Not knowing when the players will return to training or fulfil fixtures again presents the biggest challenge, according to Rovers’ Head of Athletic Performance Chris Rush.
With football across the country suspended until further notice, the Rovers players have all been given training programmes to adhere to at home, in order to keep their fitness levels high during the current quarantine.
The squad have all been taking part in regular solo runs, which they can all monitor on a tracking App, which has added a competitive element to the tasks.
Rush doesn’t expect that clubs will be given time to accommodate a ‘pre-season’ period once it is deemed safe for the season to resume and so the players’ workload is being tailored accordingly.
“It’s difficult from a long-term planning perspective, because we also don’t necessarily know what the break would be between the end of this season and the start of next season,” the sports science chief told iFollow Rovers.
“Is it going to be a traditional break or is it not?
“Normally, there’d be around 12 to 14 weeks between the last competitive fixture and the next season’s first competitive fixture, which allows you to have a six or seven-week pre-season and it allows you to have two or three weeks worth of rest and then build back up.
“We don’t know if we’re going to get that, so we don’t know if we’re going to have the opportunity for rest and recovery, and that obviously presents a challenge in terms of the programming.
“So all we’ve had to do is just take the next time a game is proposed, work back from that date and expect that we’re going to have to play football pretty quickly.
“It’s unlikely that there’s going to be six weeks to have a pre-season to get yourself fit, the expectation is to probably get up and running as quickly as possible, so that’s the mentality we’ve adopted and we’ve tried to keep the programme and the work quite high for now.”
Rush insists it is important that the players keep their fitness levels ticking over, so that they can hit the ground running when the EFL does give the green light for the season to restart.
However, he believes that poses a realistic risk of players picking up injuries when their regular football routine resumes, so finding the right balance in terms of intensity will be integral to the coaches’ approach.
“At this moment in time, with the players being at home, it’s really difficult to replicate consistent football training – twisting and turning, striking footballs, accelerating and decelerating,” he added.
“So keeping their base fitness, of course we can cover that area, but their exposure to football and those types of movements is minimal and the longer that goes on, when they come back in, the more at risk of injury they are, just because if you quickly ramp up that amount of work having done none of that work, it can be quite a lot for the body to take.

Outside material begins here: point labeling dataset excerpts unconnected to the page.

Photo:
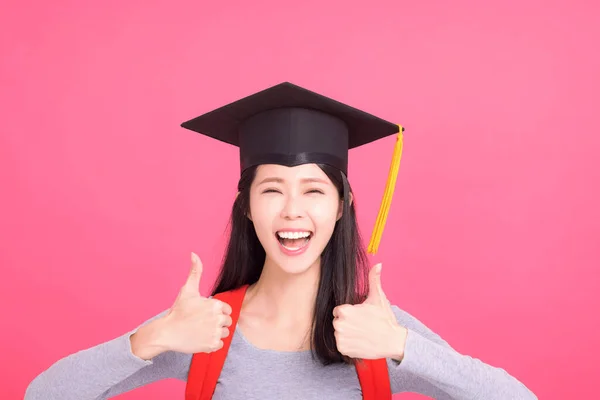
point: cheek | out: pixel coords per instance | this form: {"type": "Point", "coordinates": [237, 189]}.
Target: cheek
{"type": "Point", "coordinates": [263, 213]}
{"type": "Point", "coordinates": [324, 215]}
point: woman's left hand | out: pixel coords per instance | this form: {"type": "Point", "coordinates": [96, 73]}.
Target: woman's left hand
{"type": "Point", "coordinates": [369, 330]}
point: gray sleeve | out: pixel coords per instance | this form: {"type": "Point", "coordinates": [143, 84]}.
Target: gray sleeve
{"type": "Point", "coordinates": [433, 368]}
{"type": "Point", "coordinates": [104, 371]}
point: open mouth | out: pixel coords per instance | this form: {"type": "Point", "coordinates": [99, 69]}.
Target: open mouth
{"type": "Point", "coordinates": [294, 241]}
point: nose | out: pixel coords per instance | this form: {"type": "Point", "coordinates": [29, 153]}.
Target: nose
{"type": "Point", "coordinates": [292, 208]}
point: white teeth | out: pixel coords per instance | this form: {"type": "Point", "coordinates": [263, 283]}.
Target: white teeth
{"type": "Point", "coordinates": [293, 235]}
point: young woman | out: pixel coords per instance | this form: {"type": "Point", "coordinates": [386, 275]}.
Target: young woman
{"type": "Point", "coordinates": [296, 312]}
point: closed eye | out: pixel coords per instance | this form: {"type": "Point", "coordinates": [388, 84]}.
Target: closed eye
{"type": "Point", "coordinates": [271, 191]}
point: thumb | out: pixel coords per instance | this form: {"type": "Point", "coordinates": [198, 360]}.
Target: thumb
{"type": "Point", "coordinates": [192, 283]}
{"type": "Point", "coordinates": [376, 295]}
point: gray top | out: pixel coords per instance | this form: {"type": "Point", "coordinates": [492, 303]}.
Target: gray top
{"type": "Point", "coordinates": [430, 367]}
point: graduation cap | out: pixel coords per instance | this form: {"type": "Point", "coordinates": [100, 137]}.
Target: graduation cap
{"type": "Point", "coordinates": [290, 125]}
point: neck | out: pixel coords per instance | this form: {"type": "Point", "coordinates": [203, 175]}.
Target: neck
{"type": "Point", "coordinates": [283, 298]}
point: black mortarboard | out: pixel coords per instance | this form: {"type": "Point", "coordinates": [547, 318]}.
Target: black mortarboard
{"type": "Point", "coordinates": [290, 125]}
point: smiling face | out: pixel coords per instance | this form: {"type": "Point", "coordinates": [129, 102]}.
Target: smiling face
{"type": "Point", "coordinates": [294, 211]}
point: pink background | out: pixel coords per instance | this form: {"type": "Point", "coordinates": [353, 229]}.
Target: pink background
{"type": "Point", "coordinates": [492, 240]}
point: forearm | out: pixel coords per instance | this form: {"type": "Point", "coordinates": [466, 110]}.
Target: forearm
{"type": "Point", "coordinates": [87, 374]}
{"type": "Point", "coordinates": [459, 376]}
{"type": "Point", "coordinates": [107, 369]}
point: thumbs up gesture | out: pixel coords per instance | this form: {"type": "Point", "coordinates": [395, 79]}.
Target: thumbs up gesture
{"type": "Point", "coordinates": [196, 323]}
{"type": "Point", "coordinates": [193, 324]}
{"type": "Point", "coordinates": [369, 330]}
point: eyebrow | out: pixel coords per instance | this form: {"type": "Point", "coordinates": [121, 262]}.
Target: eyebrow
{"type": "Point", "coordinates": [305, 180]}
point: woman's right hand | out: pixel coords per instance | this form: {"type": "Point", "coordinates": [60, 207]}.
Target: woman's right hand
{"type": "Point", "coordinates": [193, 324]}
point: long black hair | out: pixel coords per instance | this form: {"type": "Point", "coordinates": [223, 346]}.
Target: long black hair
{"type": "Point", "coordinates": [344, 264]}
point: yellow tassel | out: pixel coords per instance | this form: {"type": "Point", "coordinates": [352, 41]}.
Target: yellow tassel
{"type": "Point", "coordinates": [388, 194]}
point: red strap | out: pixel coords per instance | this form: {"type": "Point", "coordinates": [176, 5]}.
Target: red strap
{"type": "Point", "coordinates": [205, 368]}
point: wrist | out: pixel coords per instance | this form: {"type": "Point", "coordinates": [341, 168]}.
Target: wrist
{"type": "Point", "coordinates": [398, 343]}
{"type": "Point", "coordinates": [149, 340]}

“So it’s going to be a balancing act when we come back of knowing that the players should have a good baseline fitness and we can put them through fitness tests just to check that, but I’d be pretty confident with what we’re seeing on these tracking Apps that would be fine, but then just logically building up the exposure to the football work would be the challenge and knowing how long we’ve got to do that will dictate how much of a risk we’ll have to take.”